To get to this conclusion, the newspaper analysed sales, profits and employment over the past year of members of the S&P 500. “Many American companies have emerged from the economic crisis - the worst since World War II - leaner, more productive, and more profitable,” the story says. “They have lightened their debt burdens and many are flush with cash.”
The question is, what are they going to do with this surfeit of funds? Understandably, with the financial crash still such a recent memory and the global economy remaining shaky, many companies may find their newly-acquired habits of frugality are hard to shift. However, the WSJ analysis also uncovered an increase in capital spending in the past year, with investment in new plants and equipment on the rise. But these businesses are missing a trick if they do not use the opportunity to invest in IP and other intangible assets as well.
Intellectual property certainly has a higher profile today than it did five years ago, but it is still not as well understood or appreciated as it should be.

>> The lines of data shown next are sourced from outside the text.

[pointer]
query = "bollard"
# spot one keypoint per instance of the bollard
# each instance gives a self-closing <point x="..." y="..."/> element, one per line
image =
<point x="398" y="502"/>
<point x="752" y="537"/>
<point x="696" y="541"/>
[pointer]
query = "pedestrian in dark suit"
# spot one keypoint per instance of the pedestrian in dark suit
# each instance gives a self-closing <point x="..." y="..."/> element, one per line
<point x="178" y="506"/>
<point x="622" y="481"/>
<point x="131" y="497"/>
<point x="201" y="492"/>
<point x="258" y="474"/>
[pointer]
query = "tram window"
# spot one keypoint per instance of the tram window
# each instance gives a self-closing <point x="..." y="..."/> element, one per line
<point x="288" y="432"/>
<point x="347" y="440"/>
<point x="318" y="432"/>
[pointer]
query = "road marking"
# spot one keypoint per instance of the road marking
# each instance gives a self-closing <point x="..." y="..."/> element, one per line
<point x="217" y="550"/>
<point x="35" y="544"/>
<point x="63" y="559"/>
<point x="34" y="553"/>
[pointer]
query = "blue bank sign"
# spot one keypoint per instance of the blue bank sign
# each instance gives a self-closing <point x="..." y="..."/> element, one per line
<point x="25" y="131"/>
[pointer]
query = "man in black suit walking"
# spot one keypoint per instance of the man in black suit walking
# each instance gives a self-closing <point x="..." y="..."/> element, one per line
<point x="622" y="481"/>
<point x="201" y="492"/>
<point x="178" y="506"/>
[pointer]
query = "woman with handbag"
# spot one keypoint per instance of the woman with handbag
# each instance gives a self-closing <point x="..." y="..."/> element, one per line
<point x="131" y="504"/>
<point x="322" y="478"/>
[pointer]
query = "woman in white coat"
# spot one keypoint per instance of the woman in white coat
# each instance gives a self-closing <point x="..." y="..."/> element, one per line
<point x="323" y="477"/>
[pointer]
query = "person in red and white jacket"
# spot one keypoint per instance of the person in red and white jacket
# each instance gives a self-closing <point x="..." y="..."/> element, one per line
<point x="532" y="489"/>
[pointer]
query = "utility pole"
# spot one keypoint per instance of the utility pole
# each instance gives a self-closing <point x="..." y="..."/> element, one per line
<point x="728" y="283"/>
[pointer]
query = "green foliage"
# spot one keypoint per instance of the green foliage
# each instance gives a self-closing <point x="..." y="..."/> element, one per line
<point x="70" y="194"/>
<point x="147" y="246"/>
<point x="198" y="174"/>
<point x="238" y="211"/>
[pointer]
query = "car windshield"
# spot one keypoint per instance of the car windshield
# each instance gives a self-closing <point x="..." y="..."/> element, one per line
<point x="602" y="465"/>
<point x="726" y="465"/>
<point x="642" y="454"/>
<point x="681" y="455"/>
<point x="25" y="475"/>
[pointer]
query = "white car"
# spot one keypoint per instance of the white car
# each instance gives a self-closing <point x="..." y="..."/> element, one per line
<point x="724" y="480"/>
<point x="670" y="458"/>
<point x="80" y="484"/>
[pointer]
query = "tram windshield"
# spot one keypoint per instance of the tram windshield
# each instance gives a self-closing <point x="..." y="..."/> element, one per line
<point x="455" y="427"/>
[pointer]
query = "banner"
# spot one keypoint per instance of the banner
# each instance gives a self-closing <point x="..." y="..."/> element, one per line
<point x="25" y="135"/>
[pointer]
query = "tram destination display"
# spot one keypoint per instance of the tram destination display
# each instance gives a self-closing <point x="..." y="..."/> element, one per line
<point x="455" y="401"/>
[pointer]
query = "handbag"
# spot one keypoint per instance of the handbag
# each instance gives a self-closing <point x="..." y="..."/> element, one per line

Now that the good times are back - for big American companies at least - IP departments need to make the case that the time is right for some care and attention to be lavished on them. And there is no shortage of evidence to justify their case. Two very recent news stories - the multi-trillion dollar IP boost to the US economy, and the unstoppable march of Apple’s brand value - reveal the tremendous value-add that IP delivers. Meanwhile, the smartphone wars (and what may yet develop into the social media wars) show that companies without the necessary IP protection are highly vulnerable to attack.
Investing in IP does not have to mean going out and buying patents. It’s about developing quality portfolios and making sure that the in-house function is properly manned, as well as ensuring that IP strategy is aligned to overall corporate strategy, that there is cross-departmental IP-related communication, that monetisation and value creation opportunities are fully explored, and that overall IP performance is properly benchmarked. All that has to be funded. Those holding the purse strings need to be persuaded that while the cash is available, investing in IP is something that should not be postponed. It’s time to make the case.